Les conséquences se font déjà sentir. Des enseignants désaffectent le système public pour les établissements privés, où ils sont des vacataires. La qualité des prestations dans le public en prend un coup. Quant aux plus brillants d’entre eux, ils sont débauchés par des universités et instituts du Nord.
Alors que le personnel enseignant des universités publiques est vieillissant, aucune relève à l’horizon. Déjà 6 ans maintenant que l’université de Ouagadougou cherche vainement à recruter un assistant pour les facultés de droit et d’économie. « Quand on en trouve, il ne reste pas longtemps, préférant aller voir ailleurs. » constate amer Jean- Claude Naba, un enseignant gréviste. Or, selon les estimations des syndicalistes, d’ici 2013, une soixantaine d’enseignants-chercheurs iront à la retraite. En 2016, ils seront 120 à être atteints par la limite d’âge. Au même moment, les contingents de nouveaux bacheliers va grossissant.

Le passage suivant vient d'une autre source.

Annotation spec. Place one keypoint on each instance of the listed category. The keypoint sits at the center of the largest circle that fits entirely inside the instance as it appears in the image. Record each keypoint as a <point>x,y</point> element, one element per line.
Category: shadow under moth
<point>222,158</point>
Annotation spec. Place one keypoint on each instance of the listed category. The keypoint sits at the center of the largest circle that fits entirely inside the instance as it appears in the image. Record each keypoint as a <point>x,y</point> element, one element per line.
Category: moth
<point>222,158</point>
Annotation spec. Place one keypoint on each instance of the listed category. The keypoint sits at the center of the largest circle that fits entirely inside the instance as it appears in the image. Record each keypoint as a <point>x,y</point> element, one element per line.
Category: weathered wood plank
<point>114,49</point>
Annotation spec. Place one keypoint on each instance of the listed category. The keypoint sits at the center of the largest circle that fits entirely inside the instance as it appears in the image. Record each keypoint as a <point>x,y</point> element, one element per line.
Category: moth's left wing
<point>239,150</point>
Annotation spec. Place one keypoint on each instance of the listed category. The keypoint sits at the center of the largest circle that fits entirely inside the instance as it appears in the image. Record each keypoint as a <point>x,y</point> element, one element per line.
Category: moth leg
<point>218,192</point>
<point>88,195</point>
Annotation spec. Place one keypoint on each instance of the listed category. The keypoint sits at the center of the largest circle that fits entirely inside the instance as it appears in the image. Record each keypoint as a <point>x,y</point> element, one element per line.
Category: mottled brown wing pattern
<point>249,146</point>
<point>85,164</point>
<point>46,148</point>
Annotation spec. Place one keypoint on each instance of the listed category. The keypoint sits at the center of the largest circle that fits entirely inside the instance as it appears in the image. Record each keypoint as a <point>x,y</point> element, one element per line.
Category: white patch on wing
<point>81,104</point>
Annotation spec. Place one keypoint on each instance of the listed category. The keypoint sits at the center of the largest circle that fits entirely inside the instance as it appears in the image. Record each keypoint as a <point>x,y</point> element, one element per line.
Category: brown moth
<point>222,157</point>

Pour la tenue d’assises de l’enseignement supérieur
Les grèves en cascades font planer aujourd’hui le risque d’une année invalidée. Déjà, le CAMES (Conseil Africain et Malgache pour l’Enseignement Supérieur) organisme de coordination des problèmes de l’Enseignement Supérieur des les pays d’Afrique francophone, mettait les autorités burkinabè en garde quant à la validité de l’année universitaire en cours. Du coup, certains accusent les enseignants de prendre l’avenir des étudiants en otage. « C’est une lutte pour la postérité, parce que beaucoup de professeurs qui sont dans le mouvement, partent à la retraite d’ici 2 à 3 ans. Je ne comprends pas si c’est parce que c’est à l’université qu’on parle des étudiants. Quelque part, à l’hôpital, si le personnel fait grève et les malades meurent, est-ce qu’on se soucie d’eux ? », se défend, Magloire Somé.
Pour une sortie de crise définitive, beaucoup appellent à la tenue d’assises de l’enseignement supérieur au cours desquelles on fera le diagnostic de tous les maux de l’institution. Sans quoi l’institution, estime Christelle, une étudiante, l’université coure à sa perte. Pour le moment, la météo de l’éducation burkinabè n’affiche pas une baisse de température les jours à venir. Déjà, un autre syndicat, celui des enseignants du secondaire et du supérieur (SNESS), annonce vient de déposer un préavis de grève pour les 21 et 22 Avril.